La prima vacanza da povero e il ricordo bellissimo, Pupi Avati senza filtri ai microfoni di Avvenire. “La più bella vacanza della mia vita è stata probabilmente quell’estate del ‘52”, ha esordito il celebre cineasta: “Dopo due anni che mancavamo da Rimini dove eravamo stati tutte le estati, io e la mia famiglia siamo tornati al mare. Anche se la nostra vita era cambiata drasticamente a causa della morte di mio padre”.

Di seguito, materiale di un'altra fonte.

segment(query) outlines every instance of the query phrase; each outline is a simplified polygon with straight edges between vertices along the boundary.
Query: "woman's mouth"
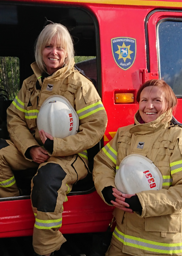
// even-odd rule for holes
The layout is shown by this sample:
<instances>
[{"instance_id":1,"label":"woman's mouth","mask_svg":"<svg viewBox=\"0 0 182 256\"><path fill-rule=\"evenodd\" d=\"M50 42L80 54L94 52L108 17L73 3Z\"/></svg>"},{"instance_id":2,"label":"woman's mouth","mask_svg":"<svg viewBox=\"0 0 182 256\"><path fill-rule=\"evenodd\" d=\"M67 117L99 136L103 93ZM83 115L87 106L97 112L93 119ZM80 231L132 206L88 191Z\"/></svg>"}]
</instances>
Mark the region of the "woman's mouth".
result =
<instances>
[{"instance_id":1,"label":"woman's mouth","mask_svg":"<svg viewBox=\"0 0 182 256\"><path fill-rule=\"evenodd\" d=\"M48 58L50 61L56 61L58 60L58 59L55 59L54 58Z\"/></svg>"},{"instance_id":2,"label":"woman's mouth","mask_svg":"<svg viewBox=\"0 0 182 256\"><path fill-rule=\"evenodd\" d=\"M146 115L155 115L157 114L157 112L144 112Z\"/></svg>"}]
</instances>

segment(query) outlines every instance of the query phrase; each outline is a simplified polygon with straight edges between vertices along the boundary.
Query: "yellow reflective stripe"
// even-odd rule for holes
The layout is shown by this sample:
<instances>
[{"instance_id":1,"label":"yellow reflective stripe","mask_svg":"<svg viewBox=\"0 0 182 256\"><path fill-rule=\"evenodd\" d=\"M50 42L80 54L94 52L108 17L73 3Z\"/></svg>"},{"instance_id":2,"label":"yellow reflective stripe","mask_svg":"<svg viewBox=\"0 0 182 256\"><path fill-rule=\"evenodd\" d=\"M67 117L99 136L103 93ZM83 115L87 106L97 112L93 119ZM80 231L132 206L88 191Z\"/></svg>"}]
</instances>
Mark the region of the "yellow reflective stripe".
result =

Fino ai 12 anni Pupi Avati ha vissuto in una condizione economica soddisfacente, poi l’incidente stradale che procurò la morte del padre e della nonna cambiò tutto. La condizione economica dei tre figli cominciò infatti a precipitare: “Tornammo al mare in una condizione molto diversa da ciò cui eravamo abituati, con zia Laura che sopperiva in parte, affittando per noi un garage in cui vivevamo, diviso internamente con una tenda, con un cortile e una ritirata esterna – ricorda il regista quasi filmando la scena –. Mia madre, mia zia e la domestica facevano da mangiare e dormivano dentro un garage con noi tre fratelli. Eppure quell’estate per me è stata una estate clamorosa”.



Il racconto di Pupi Avati

Un modo per riappropriarsi delle cose partendo da zero e ricominciare a vivere, ha aggiunto Pupi Avati. Il regista ha spiegato che la madre non voleva privare i figli dell’estate al mare nonostante le difficoltà economiche, ma quella estate rappresenta quella più gioiosa per il cineasta: “Molto spesso le cose, quando impari a non averle, arrivi ad apprezzarle in un modo incredibile”. E fu un’estate di menzogne, ha spiegato: “Non la dimenticherò mai. La mia professione mi ha portato a viaggiare e trascorrere il tempo nei luoghi più esotici. Invece quel garage a Rimini, con il gabinetto esterno, i materassi per terra e le scarpe bianche sono il mio ricordo più indelebile. Dopo essere piombato improvvisamene in una dimensione sconosciuta di povertà fingere è stata un’esperienza che mi ha riconciliato con la vita”.